Much to my surprise, the Luidaeg smiled like I had just asked the five hundred dollar question on an afternoon game show. She leaned forward and tapped my chin with her thumb as she said, “Oberon’s her father, making her the youngest of my siblings, but her mother is not my mother, nor my father’s other bride. Who her mother is I can’t say, but if you go looking, you might find some interesting truths hidden under some equally interesting lies.”
“Can’t, or won’t?” I asked.
“Can’t, can’t, always can’t,” said the Luidaeg. “You should know the difference between those two words by now, especially as you’ve started wearing gold in your hair.”
“I do, but—” The smell of pennyroyal drifted over on the wind. I stopped mid-sentence, turning to see Tybalt standing next to my car with a baffled expression on his face.
“How did you beat me here?” he asked, walking over to us. “I came as fast as I might, and expected to spend no small amount of time lurking in shadows, watching to see that the way was clear for your arrival.”
“You know us, we’ll put a girdle round the earth in forty minutes,” I said airily. “Half the Bay Area in ten minutes is a piece of cake.”
“I see,” said Tybalt. He stopped next to me, offering a half bow to the Luidaeg. “I appreciate the fact that I left my lady with you and returned to find her neither bleeding nor running for her life. It’s a charming change from what normally occurs when I turn my back.”
“Don’t get too used to it,” I said. “We’re all here now.”

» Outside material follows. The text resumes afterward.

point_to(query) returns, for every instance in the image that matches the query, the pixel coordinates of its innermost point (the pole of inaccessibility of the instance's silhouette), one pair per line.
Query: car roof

“Yes,” said Tybalt. “I suppose we are.”
We started up the hill, the Luidaeg in the lead. Getting into Shadowed Hills from the mortal side of things usually requires a complicated series of actions, all of them designed to be virtually impossible to perform by accident. The Luidaeg ignored them completely. She just climbed straight toward the summit of the hill, never turning, never looking back. We mimicked her. The worst that would happen was we would need to go back down and start over, but I didn’t think that was going to be a problem. The Firstborn have a way of shaping Faerie to fit their needs.
When we reached the burnt-out old oak tree at the top of the hill, the Luidaeg stopped, sighed, and snapped her fingers. The sound was louder than it should have been, gathering echoes as it bounced off the trees around us and finally returned, remade by distance and the acoustics of the park into the sound of a key turning in a lock. The door to Shadowed Hills appeared in the hollow of the oak, swinging slowly open in silent welcome. The Luidaeg lowered her hand and smirked.
“See? All you have to do is know how to talk to them.” With that she stepped through the open door and into the hall beyond. I followed her, and Tybalt followed me, both of us tensed against the potential for attack.
The hall was empty. The air still smelled of roses—the air in Shadowed Hills always smelled of roses—but the floral perfume was underscored by a hard, frozen note, like it had snowed recently inside the knowe. That would be Evening’s doing. I could smell the traces of her magic everywhere, overlaid on the cleaner, less corrupt workings of Sylvester and his people.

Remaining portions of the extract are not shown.